Kukira aku cukup baik-baik saja hingga saat ini. Tapi mendengar semua ucapannya aku merasa hanya memaksakan diriku menjadi seperti saat ini. Aku hanya mengalihkan semua yang kurasakan menjadi hal lain yang harus kubiasakan. Aku bahkan masih suka menyikitiku diriku sendiri untuk berusaha melupakan ada luka lain yang lebih besar dari itu. Aku tak lagi ingat kapan aku tidur dengan nyenyak sejak hari itu, aku terus merasa cemas jika merasa sendiri.
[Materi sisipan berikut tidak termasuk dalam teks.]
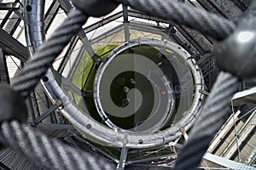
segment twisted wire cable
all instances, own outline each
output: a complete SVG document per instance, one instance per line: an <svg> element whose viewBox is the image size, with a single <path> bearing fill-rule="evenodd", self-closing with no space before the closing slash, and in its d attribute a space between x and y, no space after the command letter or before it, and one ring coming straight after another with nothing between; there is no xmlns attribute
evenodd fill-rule
<svg viewBox="0 0 256 170"><path fill-rule="evenodd" d="M236 28L232 21L171 0L115 1L124 2L148 15L195 28L218 40L224 39ZM34 58L27 62L26 67L15 79L13 87L21 96L26 97L34 88L55 57L86 20L87 16L83 12L72 10L61 27L39 48ZM199 165L211 138L213 138L212 135L230 114L229 102L236 90L237 82L236 77L228 73L222 72L218 76L217 83L202 110L203 118L196 122L191 138L178 156L175 169L191 169ZM216 125L216 122L218 123ZM56 140L52 141L45 135L34 132L28 126L21 126L17 122L3 122L0 134L1 143L21 150L26 156L49 169L111 168L109 163L101 159L96 160Z"/></svg>
<svg viewBox="0 0 256 170"><path fill-rule="evenodd" d="M61 26L38 48L33 58L26 62L26 66L15 77L13 88L24 98L28 96L87 19L88 17L81 10L71 9Z"/></svg>
<svg viewBox="0 0 256 170"><path fill-rule="evenodd" d="M0 127L1 144L11 145L46 169L98 170L114 169L106 160L95 157L49 139L27 125L16 121L3 122Z"/></svg>
<svg viewBox="0 0 256 170"><path fill-rule="evenodd" d="M173 0L114 1L126 3L148 15L194 28L217 40L227 37L236 28L235 24L227 19Z"/></svg>
<svg viewBox="0 0 256 170"><path fill-rule="evenodd" d="M188 142L177 156L175 170L196 169L208 145L231 111L230 102L239 80L221 72L196 120Z"/></svg>

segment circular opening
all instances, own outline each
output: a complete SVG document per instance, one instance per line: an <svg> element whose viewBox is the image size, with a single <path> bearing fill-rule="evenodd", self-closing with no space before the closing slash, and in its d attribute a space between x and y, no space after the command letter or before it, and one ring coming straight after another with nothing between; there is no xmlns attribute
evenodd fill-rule
<svg viewBox="0 0 256 170"><path fill-rule="evenodd" d="M32 6L31 6L31 5L26 5L26 10L27 12L31 12L31 11L32 11Z"/></svg>

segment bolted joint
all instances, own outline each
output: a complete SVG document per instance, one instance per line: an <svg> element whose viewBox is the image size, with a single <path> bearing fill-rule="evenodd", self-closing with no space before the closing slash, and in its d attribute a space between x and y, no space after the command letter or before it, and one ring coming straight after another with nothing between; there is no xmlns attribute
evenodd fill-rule
<svg viewBox="0 0 256 170"><path fill-rule="evenodd" d="M7 85L0 84L0 124L5 121L17 120L26 122L27 110L25 99Z"/></svg>
<svg viewBox="0 0 256 170"><path fill-rule="evenodd" d="M215 44L218 67L242 79L256 77L256 18L243 20L227 39Z"/></svg>
<svg viewBox="0 0 256 170"><path fill-rule="evenodd" d="M104 16L119 5L113 0L72 0L73 5L89 16Z"/></svg>

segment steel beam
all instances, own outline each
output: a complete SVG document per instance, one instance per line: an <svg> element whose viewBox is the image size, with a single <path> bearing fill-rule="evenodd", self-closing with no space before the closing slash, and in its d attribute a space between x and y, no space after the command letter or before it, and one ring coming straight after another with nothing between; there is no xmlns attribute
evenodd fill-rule
<svg viewBox="0 0 256 170"><path fill-rule="evenodd" d="M29 59L27 48L2 28L0 36L0 48L8 54L15 55L23 62Z"/></svg>
<svg viewBox="0 0 256 170"><path fill-rule="evenodd" d="M0 48L0 82L9 83L9 76L7 68L6 57Z"/></svg>
<svg viewBox="0 0 256 170"><path fill-rule="evenodd" d="M0 10L20 9L19 3L1 3Z"/></svg>

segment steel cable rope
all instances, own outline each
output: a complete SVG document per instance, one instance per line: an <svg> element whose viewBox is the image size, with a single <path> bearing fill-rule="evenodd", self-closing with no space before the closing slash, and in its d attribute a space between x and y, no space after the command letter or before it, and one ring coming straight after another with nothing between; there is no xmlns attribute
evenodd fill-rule
<svg viewBox="0 0 256 170"><path fill-rule="evenodd" d="M134 8L149 15L169 20L172 20L178 24L195 28L218 40L224 39L236 28L233 22L228 20L171 0L168 2L160 0L116 1L119 3L125 2ZM62 48L68 43L72 36L79 31L86 20L87 16L80 10L72 10L61 27L38 48L33 59L26 63L26 67L15 79L13 88L21 96L26 97L34 88L39 79L51 65L55 58L58 56ZM192 134L194 135L191 135L190 139L187 143L192 144L192 145L196 144L196 147L190 147L189 144L184 146L185 148L187 146L188 150L182 152L178 156L177 168L186 169L183 168L183 167L189 165L189 169L191 169L191 167L198 166L198 160L201 159L207 149L206 146L200 146L202 148L202 150L198 150L198 145L203 145L202 141L204 145L207 145L211 140L209 139L212 137L212 133L214 135L214 131L218 129L218 126L221 126L221 122L230 114L230 108L229 102L236 90L237 82L238 79L229 73L222 72L218 76L212 92L206 103L206 106L203 108L201 116L195 122L195 128L192 131ZM212 106L212 109L208 109L208 107ZM208 111L211 113L212 119L208 118ZM218 112L218 115L214 114L216 112ZM206 117L207 117L207 122L205 121ZM201 123L202 121L205 122ZM213 126L212 127L208 126L212 124ZM195 133L198 129L201 130L201 127L205 127L205 131ZM21 126L16 121L3 122L1 124L0 134L0 140L3 144L7 144L15 149L21 150L28 157L34 160L39 165L45 166L47 168L110 168L109 163L101 159L85 156L80 150L64 145L56 140L52 142L41 133L34 132L27 125ZM205 139L205 137L208 138ZM189 141L192 142L189 143ZM197 142L201 142L201 144L198 144ZM31 146L31 148L27 148L27 146ZM192 153L192 155L189 153ZM197 154L196 156L195 156L195 153ZM191 157L192 159L190 159ZM196 157L196 159L194 160L194 157Z"/></svg>

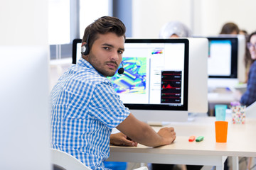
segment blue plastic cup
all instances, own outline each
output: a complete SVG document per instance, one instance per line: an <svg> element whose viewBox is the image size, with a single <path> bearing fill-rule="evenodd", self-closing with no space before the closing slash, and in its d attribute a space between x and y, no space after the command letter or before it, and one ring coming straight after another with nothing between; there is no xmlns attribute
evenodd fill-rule
<svg viewBox="0 0 256 170"><path fill-rule="evenodd" d="M215 105L215 113L216 117L216 121L225 121L225 112L227 110L227 105Z"/></svg>

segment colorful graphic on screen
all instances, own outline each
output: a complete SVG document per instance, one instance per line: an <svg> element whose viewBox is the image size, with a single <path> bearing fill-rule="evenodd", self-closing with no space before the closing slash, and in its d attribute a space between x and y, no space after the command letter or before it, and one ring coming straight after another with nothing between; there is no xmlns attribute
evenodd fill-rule
<svg viewBox="0 0 256 170"><path fill-rule="evenodd" d="M146 93L146 58L123 57L124 72L108 77L118 94Z"/></svg>

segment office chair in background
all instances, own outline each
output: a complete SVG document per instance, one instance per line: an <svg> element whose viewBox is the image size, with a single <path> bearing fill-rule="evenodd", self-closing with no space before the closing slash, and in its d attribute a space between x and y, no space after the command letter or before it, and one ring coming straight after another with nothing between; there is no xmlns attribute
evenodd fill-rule
<svg viewBox="0 0 256 170"><path fill-rule="evenodd" d="M50 149L51 163L53 164L53 170L92 170L70 154L60 150ZM134 170L148 170L148 168L143 166Z"/></svg>

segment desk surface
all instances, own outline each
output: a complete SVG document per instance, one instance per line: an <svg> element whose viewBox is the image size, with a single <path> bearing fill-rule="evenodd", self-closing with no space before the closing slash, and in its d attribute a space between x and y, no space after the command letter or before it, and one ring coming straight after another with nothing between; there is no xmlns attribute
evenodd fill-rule
<svg viewBox="0 0 256 170"><path fill-rule="evenodd" d="M149 154L151 154L152 157L161 155L181 156L181 158L183 159L186 159L186 157L194 156L197 156L197 159L204 159L206 156L213 157L219 156L256 157L256 119L247 119L244 125L232 124L229 120L226 143L215 142L215 117L198 117L193 121L171 123L169 126L174 127L176 139L174 143L169 145L156 148L142 144L138 144L137 147L111 146L110 157L108 160L167 163L166 161L156 161L156 157L154 159L143 157L146 157ZM158 130L160 128L154 127L154 128ZM204 136L204 140L200 142L188 142L188 137L191 135L196 135L196 137L202 135ZM122 157L126 154L129 155L128 157L129 159L127 160L127 157L124 157L124 160L122 160ZM131 158L133 155L136 155L134 154L139 154L140 157ZM119 157L117 157L116 156L118 155ZM170 159L171 157L169 158L169 160ZM176 163L178 162L176 160ZM182 164L182 162L184 163L181 161L181 163ZM171 162L169 162L169 163L171 163ZM200 161L198 164L200 164Z"/></svg>

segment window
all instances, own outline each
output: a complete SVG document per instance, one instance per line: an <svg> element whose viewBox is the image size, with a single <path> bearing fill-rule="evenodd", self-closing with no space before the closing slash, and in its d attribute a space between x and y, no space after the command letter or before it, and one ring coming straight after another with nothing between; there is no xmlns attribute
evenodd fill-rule
<svg viewBox="0 0 256 170"><path fill-rule="evenodd" d="M48 40L50 59L71 57L72 42L81 38L87 26L112 16L112 0L49 0ZM111 7L111 8L110 8Z"/></svg>

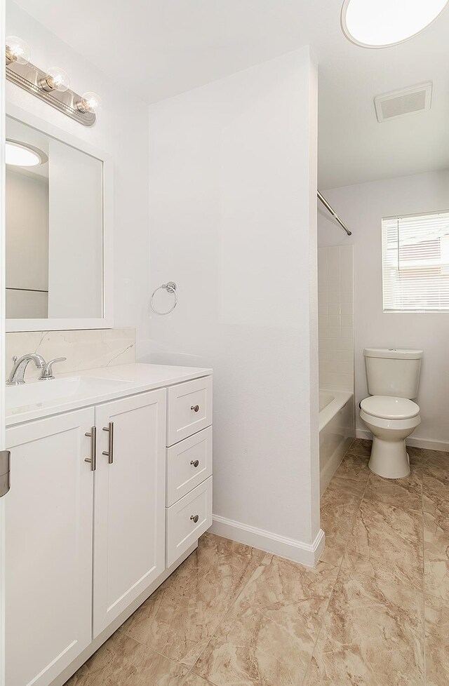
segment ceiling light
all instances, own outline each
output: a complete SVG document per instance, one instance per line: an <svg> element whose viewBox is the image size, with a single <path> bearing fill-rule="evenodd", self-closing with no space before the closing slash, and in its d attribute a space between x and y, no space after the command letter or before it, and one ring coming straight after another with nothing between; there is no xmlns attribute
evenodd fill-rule
<svg viewBox="0 0 449 686"><path fill-rule="evenodd" d="M35 167L47 161L47 156L41 150L15 140L7 140L6 162L17 167Z"/></svg>
<svg viewBox="0 0 449 686"><path fill-rule="evenodd" d="M387 48L408 40L436 19L449 0L344 0L342 27L363 48Z"/></svg>

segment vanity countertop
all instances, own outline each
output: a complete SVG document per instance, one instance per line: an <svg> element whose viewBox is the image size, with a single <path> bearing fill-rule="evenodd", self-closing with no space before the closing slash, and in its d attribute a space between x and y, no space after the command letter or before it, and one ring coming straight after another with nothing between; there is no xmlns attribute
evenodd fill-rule
<svg viewBox="0 0 449 686"><path fill-rule="evenodd" d="M86 369L58 375L50 381L27 382L26 392L32 401L21 406L18 406L16 398L20 397L19 394L23 393L22 389L25 387L6 386L6 426L98 405L210 374L212 369L206 368L141 363ZM60 395L55 397L60 389ZM53 397L49 397L52 394Z"/></svg>

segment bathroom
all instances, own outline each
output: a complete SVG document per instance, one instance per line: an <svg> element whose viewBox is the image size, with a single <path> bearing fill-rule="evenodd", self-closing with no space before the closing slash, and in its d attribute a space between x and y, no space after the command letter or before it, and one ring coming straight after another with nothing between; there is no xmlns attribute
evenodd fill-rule
<svg viewBox="0 0 449 686"><path fill-rule="evenodd" d="M449 8L404 1L1 0L1 686L449 682Z"/></svg>

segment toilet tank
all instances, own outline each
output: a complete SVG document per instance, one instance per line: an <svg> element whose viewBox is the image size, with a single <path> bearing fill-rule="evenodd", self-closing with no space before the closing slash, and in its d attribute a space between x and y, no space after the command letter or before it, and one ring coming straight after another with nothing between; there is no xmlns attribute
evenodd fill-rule
<svg viewBox="0 0 449 686"><path fill-rule="evenodd" d="M410 400L416 398L422 350L366 348L363 355L370 396L397 396Z"/></svg>

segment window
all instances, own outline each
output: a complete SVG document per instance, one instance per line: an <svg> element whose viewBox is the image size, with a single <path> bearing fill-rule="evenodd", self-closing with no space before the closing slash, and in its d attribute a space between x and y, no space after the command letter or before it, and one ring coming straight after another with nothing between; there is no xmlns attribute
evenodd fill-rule
<svg viewBox="0 0 449 686"><path fill-rule="evenodd" d="M449 212L382 220L384 312L449 312Z"/></svg>

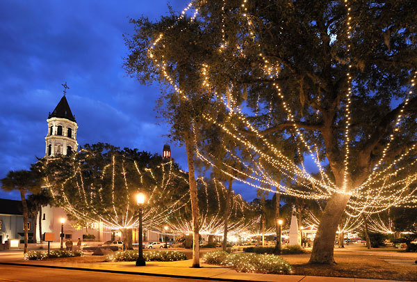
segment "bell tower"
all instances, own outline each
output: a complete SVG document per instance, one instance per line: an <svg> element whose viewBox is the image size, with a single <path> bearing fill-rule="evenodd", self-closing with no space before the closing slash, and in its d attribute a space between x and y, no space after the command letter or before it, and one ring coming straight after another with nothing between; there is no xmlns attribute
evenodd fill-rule
<svg viewBox="0 0 417 282"><path fill-rule="evenodd" d="M48 134L45 137L45 157L51 157L58 155L70 156L78 150L76 130L78 125L67 101L65 94L70 88L65 84L64 95L48 116Z"/></svg>
<svg viewBox="0 0 417 282"><path fill-rule="evenodd" d="M165 144L163 146L163 149L162 150L162 157L165 162L169 162L171 159L171 146L170 146L168 144Z"/></svg>

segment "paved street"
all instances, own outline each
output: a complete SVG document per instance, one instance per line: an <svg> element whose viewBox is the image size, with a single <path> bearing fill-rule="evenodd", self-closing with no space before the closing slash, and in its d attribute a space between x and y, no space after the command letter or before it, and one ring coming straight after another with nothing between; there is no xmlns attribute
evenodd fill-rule
<svg viewBox="0 0 417 282"><path fill-rule="evenodd" d="M190 281L190 279L144 275L117 274L81 270L54 269L33 267L1 265L0 282L35 281ZM197 281L197 280L196 280ZM206 281L206 280L198 280Z"/></svg>

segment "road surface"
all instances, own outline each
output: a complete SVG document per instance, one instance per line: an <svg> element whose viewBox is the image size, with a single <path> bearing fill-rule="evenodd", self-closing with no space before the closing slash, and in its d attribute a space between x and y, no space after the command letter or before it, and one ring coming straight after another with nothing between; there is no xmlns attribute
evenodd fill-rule
<svg viewBox="0 0 417 282"><path fill-rule="evenodd" d="M207 280L158 277L146 275L119 274L82 270L56 269L26 266L0 266L0 282L64 281L208 281Z"/></svg>

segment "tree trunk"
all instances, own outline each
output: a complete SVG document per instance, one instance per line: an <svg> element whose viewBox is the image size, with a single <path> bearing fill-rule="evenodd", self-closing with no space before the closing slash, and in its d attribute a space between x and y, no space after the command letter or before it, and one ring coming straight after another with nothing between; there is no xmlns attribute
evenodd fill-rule
<svg viewBox="0 0 417 282"><path fill-rule="evenodd" d="M262 222L262 246L265 246L265 225L266 223L265 217L265 215L263 215L261 219L261 221Z"/></svg>
<svg viewBox="0 0 417 282"><path fill-rule="evenodd" d="M24 249L23 253L28 252L28 205L26 201L25 192L23 189L20 189L20 198L22 198L22 205L23 206L23 225L24 230Z"/></svg>
<svg viewBox="0 0 417 282"><path fill-rule="evenodd" d="M122 235L123 251L125 251L127 250L127 229L122 228L120 229L120 232Z"/></svg>
<svg viewBox="0 0 417 282"><path fill-rule="evenodd" d="M132 228L127 229L127 249L133 250L133 232Z"/></svg>
<svg viewBox="0 0 417 282"><path fill-rule="evenodd" d="M32 230L33 230L33 243L38 243L38 240L36 239L36 214L35 214L35 217L31 219L32 219Z"/></svg>
<svg viewBox="0 0 417 282"><path fill-rule="evenodd" d="M329 198L314 238L310 263L329 265L335 263L336 231L350 197L349 195L335 193Z"/></svg>
<svg viewBox="0 0 417 282"><path fill-rule="evenodd" d="M370 239L369 238L369 230L368 229L368 221L366 221L366 217L365 214L362 214L363 218L363 222L365 223L365 237L366 237L366 247L370 249Z"/></svg>
<svg viewBox="0 0 417 282"><path fill-rule="evenodd" d="M281 230L278 224L279 219L279 187L277 187L275 193L275 231L277 232L277 244L275 244L275 254L281 254Z"/></svg>
<svg viewBox="0 0 417 282"><path fill-rule="evenodd" d="M341 248L345 247L345 242L343 242L344 238L345 238L345 233L344 232L339 233L338 236L338 245Z"/></svg>
<svg viewBox="0 0 417 282"><path fill-rule="evenodd" d="M42 237L42 205L39 207L39 238L40 243L42 244L43 241L43 238ZM35 232L35 231L34 231Z"/></svg>
<svg viewBox="0 0 417 282"><path fill-rule="evenodd" d="M302 230L301 229L302 227L302 210L301 209L301 204L297 205L297 211L298 212L298 232L300 232L298 239L300 240L300 246L302 246Z"/></svg>
<svg viewBox="0 0 417 282"><path fill-rule="evenodd" d="M223 232L223 251L226 251L227 246L227 217L229 217L229 210L230 209L230 198L231 197L231 184L233 178L229 179L229 187L227 187L227 196L226 197L226 207L224 207L224 230Z"/></svg>
<svg viewBox="0 0 417 282"><path fill-rule="evenodd" d="M186 150L188 164L188 182L190 183L190 198L191 200L191 214L193 214L193 265L199 267L199 226L198 199L197 198L197 183L194 173L194 142L191 134L186 134Z"/></svg>

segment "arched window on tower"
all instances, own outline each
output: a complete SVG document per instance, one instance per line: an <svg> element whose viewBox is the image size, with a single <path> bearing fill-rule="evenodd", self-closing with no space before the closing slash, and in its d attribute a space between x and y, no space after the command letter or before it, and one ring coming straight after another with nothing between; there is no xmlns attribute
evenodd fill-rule
<svg viewBox="0 0 417 282"><path fill-rule="evenodd" d="M71 146L67 146L67 155L70 156L72 155L72 148Z"/></svg>

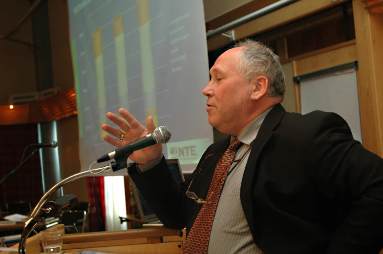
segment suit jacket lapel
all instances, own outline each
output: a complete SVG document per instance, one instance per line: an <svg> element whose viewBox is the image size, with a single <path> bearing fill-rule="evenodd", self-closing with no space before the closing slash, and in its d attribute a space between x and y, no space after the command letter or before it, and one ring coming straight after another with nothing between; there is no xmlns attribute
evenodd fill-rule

Ada kalanya aku menangis semalaman seperti orang gila, bahkan terkadang aku mengunci diriku di kamar berhari-hari.

 

Kesedihan membuat kita merasa egois. Selama ini aku hanya merasa jika aku yang paling merasa sakit dan terluka diantara kita, tapi malam itu aku mendengarkan betapa dia juga merasa bahwa dirinyalah yang paling merasa sakit. Aku tersadar, ternyata kita berdua sama-sama terlukanya.